Suppose we wish to see how the electron distribution function has changed along \(x\) between \(t=0\) (0th frame) and \(t=50\) (100th frame) at \(v_x=0\). We can plot both of these datasets as follows

pgkyl two-stream_elc_0.bp two-stream_elc_100.bp interp sel --z1 0. plot -f0 -x '$x$' -y '$f_e(x,v_x=0)$'

where we have specified the figure with -f0 so they are both plotted together, and we have used -x and -y to place labels. The plot produced is


Another alternative is to compute the actual difference of the two data sets with ev:

pgkyl two-stream_elc_0.bp two-stream_elc_100.bp interp sel --z1 0. ev 'f[1] f[0] -' pl

Note that these operations also work with 2D datasets. So we could’ve have taken the whole distribution function in phase space at \(t=0,50\), subtracted them and plot them with

pgkyl two-stream_elc_0.bp two-stream_elc_100.bp interp ev 'f[1] f[0] -' plot --diverging

which thanks to the --diverging flag, produces the following image:


Saving plots/animations to a file

Any of the figures above can be saved to a file by appending either --save, or --saveas followed by the desired filename. For example the diverging 2D colorplot in the previous section can be saved to a file with

pgkyl two-stream_elc_0.bp two-stream_elc_100.bp interp ev 'f[1] f[0] -' plot --diverging --saveas 'two-stream_elc_fr0m100.png'

Fileformats supported depend on matplotlib, but likely include .png, .pdf and .eps.

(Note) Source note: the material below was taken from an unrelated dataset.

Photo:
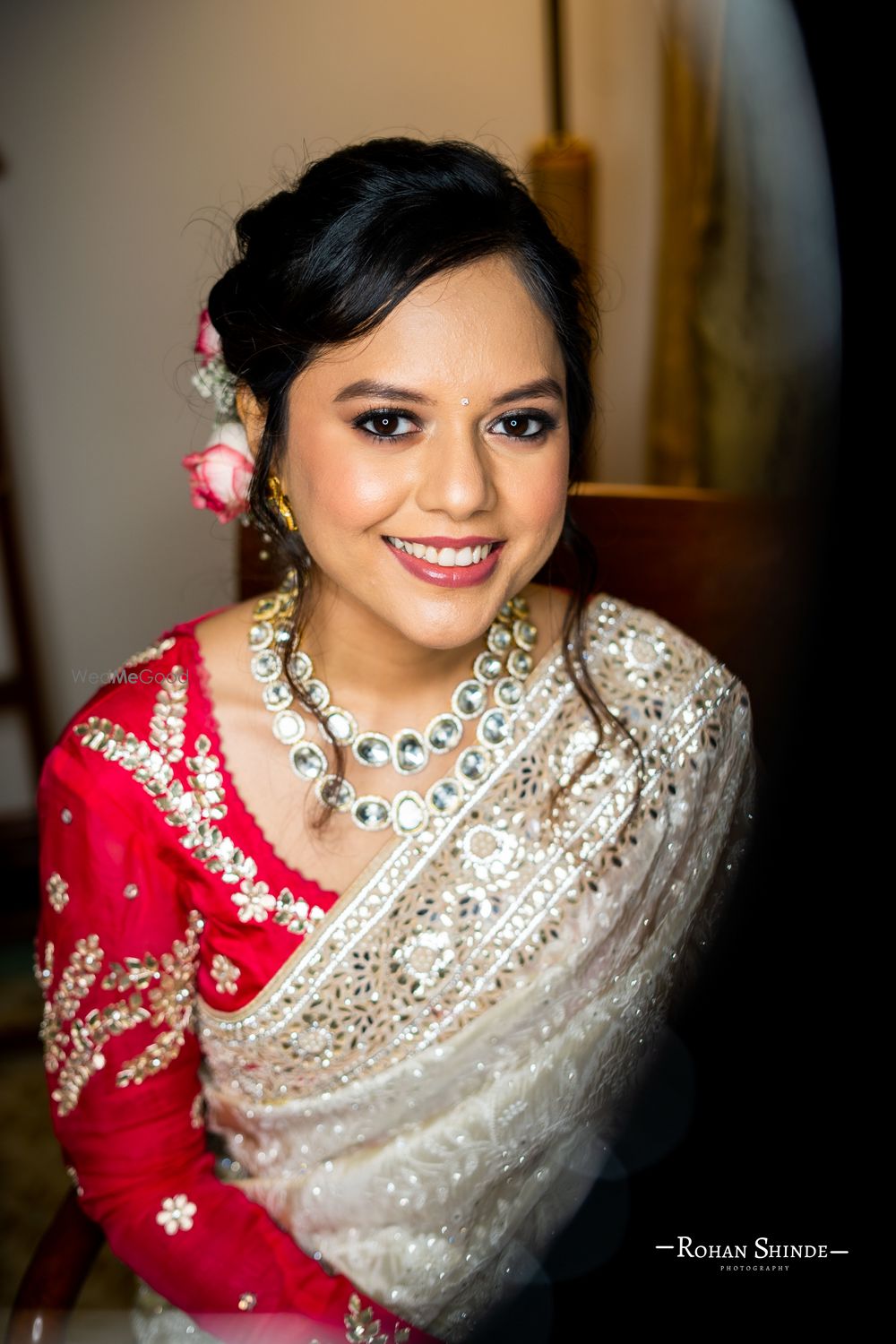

The animate command is also capable of saving animations to a file. It requires an ffmpeg installation, and once that is available we can create an animation described earlier as

pgkyl "two-stream_elc_[0-9]*.bp" interp sel --z0 0. animate --saveas 'two-stream_elc_z0eq0p0.mp4'

Extracting input file

In our commitment to reproducibility, Gkeyll output files store the Lua input file used to produce that data. This input file can be extracted using the extractinput command, as follows

pgkyl two-stream_elc_0.bp extractinput

By default, this commands simply prints the input file to screen. However, this could be easily piped into a new file with

pgkyl two-stream_elc_0.bp extractinput > newInputFile.lua



Arnold, D. N. and Awanou, G. “The serendipity family of finite elements.” Foundations of Computational Mathematics 11.3 (2011): 337-344.